Abstract:
Objective In view of the characteristics of the feed area in the monitoring image, which has a long structure, fuzzy boundaries, as well as complex and changeable shapes and sizes, the aim of this study was to more accurately segment the feed residual area and consumption area, and achieve the purpose of accurately monitoring the feed consumption status.
Method This study proposed a semantic segmentation model based on Swin-Unet, which applied ConvNeXt block at the beginning of the Swin Transformer block to enhance the model’s ability of encoding feature information to provide better feature representation. The model used depth-wise convolution to replace linear attention projection to provide local spatial context information. At the same time, a novel wide receptive field module was proposed to replace the multi-layer perceptron to enrich multi-scale spatial context information. In addition, at the beginning of the encoder, the linear embedding layer was replaced with a convolutional embedding layer, which introduces more spatial context information between and within patches by compressing features in stages. Finally, a multi-scale input strategy, a deep supervision strategy and a feature fusion module were introduced to strengthen feature fusion.
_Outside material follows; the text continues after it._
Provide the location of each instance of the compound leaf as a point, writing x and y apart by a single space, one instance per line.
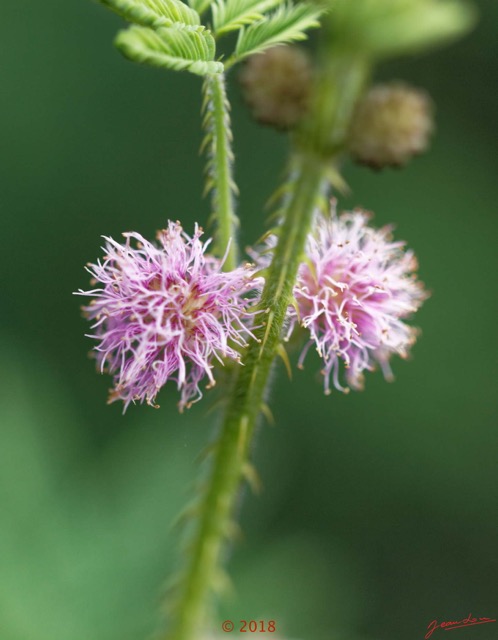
180 49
Result The mean intersection over union, accuracy, F1-score and operation speed of the proposed method were 86.46%, 98.60%, 92.29% and 23 frames/s respectively, which were 4.36, 2.90, 0.65 percentage points and 15% higher than those of Swin-Unet.
Conclusion It is feasible to apply the method based on image semantic segmentation to the automatic monitoring of feed consumption status. This method effectively improves the segmentation accuracy and computing efficiency by introducing convolution into Swin-Unet, which is of great significance for improving production management efficiency.